Cette valeur fondamentale du contradictoire est d'ailleurs affirmée par le Conseil constitutionnel qui la rattache directement aux droits de la défense, bien qu'il ne lui accorde qu'une simple valeur législative13.

C'est, ensuite, par le prisme de la loyauté que l'acceptation de l'ensemble des acteurs pourra être obtenue.

Expressément visé par la jurisprudence de la Cour de cassation14, ce principe n'est pourtant sans doute pas aussi autonome qu'on pourrait le penser et semble faire un large échos à la question de la licéité15 ou de l'égalité des  armes.

C'est, enfin, au travers du principe de proportionnalité, dont les manifestations les plus fréquentes se retrouvent dans le contentieux du travail, que l'obligation faite aux parties d'user de l'ensemble de l'offre probatoire se réalise16.

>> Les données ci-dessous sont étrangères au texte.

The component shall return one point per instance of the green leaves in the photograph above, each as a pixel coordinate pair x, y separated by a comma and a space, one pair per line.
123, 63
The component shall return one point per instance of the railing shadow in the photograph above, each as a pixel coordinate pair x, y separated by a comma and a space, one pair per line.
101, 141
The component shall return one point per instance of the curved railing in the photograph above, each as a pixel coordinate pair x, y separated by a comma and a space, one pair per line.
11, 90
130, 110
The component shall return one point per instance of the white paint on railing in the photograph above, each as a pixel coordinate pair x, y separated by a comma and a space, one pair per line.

Enfin, il importe de relever que l'objectif poursuivi par le droit de la preuve peut être limité par la recherche d'objectifs jugés plus essentiels, tels la protection de la vie privée ou la défense de certaines parties faibles. Dans cette optique, c'est essentiellement au travers d'un renversement de la charge de la preuve que le droit procédera17,
mais aussi au travers de refus d'admission de la preuve (surtout si elle a été obtenue en violation du respect de la vie privée18.

C'est dans ce cadre spécifique que l'expertise privée doit être utilisée. Moyen de preuve à part entière, elle devra cependant s'inscrire dans un schéma de nature à garantir l'ensemble des objectifs, potentiellement contradictoires, poursuivis par le droit.

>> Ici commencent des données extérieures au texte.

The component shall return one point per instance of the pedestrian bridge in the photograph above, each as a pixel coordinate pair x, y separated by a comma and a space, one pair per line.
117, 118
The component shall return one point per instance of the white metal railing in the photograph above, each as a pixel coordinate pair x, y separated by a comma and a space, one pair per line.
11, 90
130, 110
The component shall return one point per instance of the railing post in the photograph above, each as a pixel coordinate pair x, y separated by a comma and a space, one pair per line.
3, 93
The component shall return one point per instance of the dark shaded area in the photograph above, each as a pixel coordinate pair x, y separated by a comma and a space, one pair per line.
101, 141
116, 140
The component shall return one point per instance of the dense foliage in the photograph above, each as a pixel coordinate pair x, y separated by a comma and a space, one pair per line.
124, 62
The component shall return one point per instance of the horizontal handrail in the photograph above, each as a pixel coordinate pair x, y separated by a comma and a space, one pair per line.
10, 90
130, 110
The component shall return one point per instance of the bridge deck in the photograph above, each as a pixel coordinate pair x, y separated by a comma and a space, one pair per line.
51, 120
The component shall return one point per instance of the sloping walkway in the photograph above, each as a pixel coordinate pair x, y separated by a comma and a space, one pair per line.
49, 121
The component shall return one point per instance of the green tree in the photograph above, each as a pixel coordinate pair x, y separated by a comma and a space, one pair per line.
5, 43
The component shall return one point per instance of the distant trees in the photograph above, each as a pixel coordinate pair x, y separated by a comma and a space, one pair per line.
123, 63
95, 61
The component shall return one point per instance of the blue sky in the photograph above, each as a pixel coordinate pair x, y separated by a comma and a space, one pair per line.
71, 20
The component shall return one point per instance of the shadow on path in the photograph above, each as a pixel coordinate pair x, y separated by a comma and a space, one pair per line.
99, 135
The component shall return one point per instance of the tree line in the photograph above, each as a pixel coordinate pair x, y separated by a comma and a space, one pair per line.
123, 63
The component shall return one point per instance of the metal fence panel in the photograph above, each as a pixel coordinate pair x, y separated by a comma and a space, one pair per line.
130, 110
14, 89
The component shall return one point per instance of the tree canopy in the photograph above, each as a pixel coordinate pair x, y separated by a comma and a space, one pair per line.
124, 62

(1) C. com., art. L. 110-3.

(2) C. pr. pén., art. 427.

(3) A. Plantey et F.-C. Bernard, La preuve devant le juge administratif, Économica, 2003, no 100.

(4) C. civ., art. 1341.

(5) Propos issus de son intervention lors l'ouverture du colloque du 13 avril 2010 à la première chambre de la cour d'appel de Paris, P. Matet, « La preuve numérique à l'épreuve du litige – Les acteurs du litige face à la preuve numérique (l'information numérique fait la preuve) ».

(6) C. civ., art. 10.

(7) Cass. 1re civ., 30 mars 2005, no 02-20429 : JCP G2005, I, 183.

(8) CPC, art. 9.

(9) C. civ., art. 1315.

(10) CPC, art. 146.

(11) CEDH, 18 mars 1997, no 21497/93, M. c/ France. 

(12) CEDH, 2 nov. 2010, nos 1883/03, 2723/03 et 4058/03, V. H. et a. c/ Espagne.

(13) Cons. const., 13 nov. 1985, no 85-142 L DC : JO 20 nov. 1985, p. 13457 ; Rec. Cons.  const. 1985, cons. 11, p. 116.

(14) Cass. ass. plén., 7 janv. 2011, nos 09-14316 et 09-14667.

(15) Cass. crim., 27 janv. 2010, no 09-83395.

(16) Par ex. en matière de prohibition des filatures par l'employeur : Cass. soc., 26 nov. 2002, no 00-42401.

(17) Par ex. dans le domaine de la lutte contre la discrimination, ou contre le blanchiment : Cass. soc., 22 sept. 2011, no 09-72587.

(18) Cass. 2e civ., 3 juin 2004, no 02-19886.